The whole point of CEV is to create a "superior" morality, though I think that too value-loaded of a word to use; the better word is "extrapolated". The whole idea of Friendly AI is to create a moral agent that continues to progress. So I'm not sure why you're claiming that EY is claiming that the notion of moral self-evaluation in AI is unnecessary. Isn't comparing possible, "better" moralities to the current morality essential to the definition of "moral progress" and therefore indispensable to building a Friendly AI?
To respond to your last statement, no to both. Of course aliens with equally complex incompatible values can exist, and I'm sure they do in some faraway place. Those aliens don't live here, though, so I'm not sure why we'd want to build a Friendly AI for their values rather than our own. The idea of building a Friendly AI is to ensure some kind of "metamoral continuity" through the intelligence explosion.
Not clear why? Because he likes people and doesn't want everyone he knows (including himself), everyone he doesn't know and any potential descendants of either to die? Doesn't that sound like a default position? Most people don't want themselves to go extinct.
Yeah, that's an interesting question. I'll offer a conjecture.

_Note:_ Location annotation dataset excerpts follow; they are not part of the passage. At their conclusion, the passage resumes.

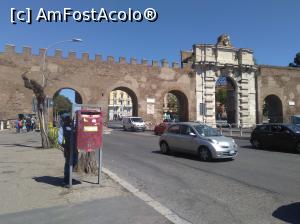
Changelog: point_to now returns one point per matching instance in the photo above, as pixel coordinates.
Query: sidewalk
(31, 190)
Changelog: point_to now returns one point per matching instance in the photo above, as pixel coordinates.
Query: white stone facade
(212, 61)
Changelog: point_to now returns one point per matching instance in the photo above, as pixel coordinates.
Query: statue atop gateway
(224, 40)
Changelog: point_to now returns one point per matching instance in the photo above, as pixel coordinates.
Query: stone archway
(176, 106)
(272, 109)
(226, 100)
(122, 102)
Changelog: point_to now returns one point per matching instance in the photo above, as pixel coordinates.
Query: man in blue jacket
(67, 142)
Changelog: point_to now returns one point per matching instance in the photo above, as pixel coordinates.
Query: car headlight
(213, 140)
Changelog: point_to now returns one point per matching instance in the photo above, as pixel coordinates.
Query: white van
(133, 124)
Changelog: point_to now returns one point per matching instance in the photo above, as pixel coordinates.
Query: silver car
(197, 138)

From my understanding, one of the fundamental assumptions of FAI is that there is somehow a stable moral attractor for every AI that is in the local neighborhood of its original goals, or perhaps only that this attractor is possible. No matter how intelligent the machine gets, no matter how many times it improves itself, it will consciously attempt to stay in the local neighborhood of this point (ala the Gandhi murder pill analogy).

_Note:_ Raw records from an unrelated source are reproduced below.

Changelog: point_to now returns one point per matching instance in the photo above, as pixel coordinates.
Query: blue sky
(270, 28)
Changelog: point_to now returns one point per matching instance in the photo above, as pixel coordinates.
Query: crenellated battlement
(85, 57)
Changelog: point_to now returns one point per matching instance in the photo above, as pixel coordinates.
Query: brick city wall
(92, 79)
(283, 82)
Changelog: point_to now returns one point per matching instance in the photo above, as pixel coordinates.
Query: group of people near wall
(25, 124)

If an AI is designed with a moral attractor that is essentially random, and thus probably totally antithetical to human values (such as paperclip manufacture), then it's hard to be on the side of the machines. Giving control of the world over to machine super-intelligences sounds like an okay idea if you imagine them growing, doing science, populating the universe, etc., but if they just tear apart the world to make paperclips in an exceptionally clever manner, then perhaps it isn't such a good idea. This is to say, if the machines use their intelligence to derive their morality, then siding with the machines is all well and good, but if their morality is programmed from the start, and the machines are merely exceptionally skilled morality executors, then there's no good reason to be on the sides of the machines just because they execute their random morality much more effectively.
I am fairly hesitant to agree with the idea of the moral attractor, along with the goals of FAI in general. I understand the idea only through analogy, which is to say not at all, and I have little idea what would dictate the peaks and valleys of a moral landscape, or even the coordinates really. It also isn't clear to me that a machine of such high intelligence would be incapable of forming new value systems, and perhaps discarding its preference for paper clips if there was no more paper to clip together.
While I'm exploring a very wide hypothesis space here about a person I know essentially nothing about, this sort of reasoning is at least consistent with what appears to be the thinking that undergirds work on FAI.
It also raises a very interesting question, which is perhaps more fundamental, and that is whether moral preferences are a function of intelligence or not. If so, the beings far more intelligent than us would presumably be more moral, and have a reasonable claim for our moral support. If not, then they're simply more clever and more powerful, and neither is a particularly good reason to welcome our robot overlords.
An idea I just had, which I'm sure others have considered, but I will merely note here, is that a recursively self-modifying AI would be subject to Darwinian evolution, with lines of code analogous to individual genes, and indeed if there is a stable attractor for such an AI, it seems likely to be about as moral as evolution. which is not particularly encouraging.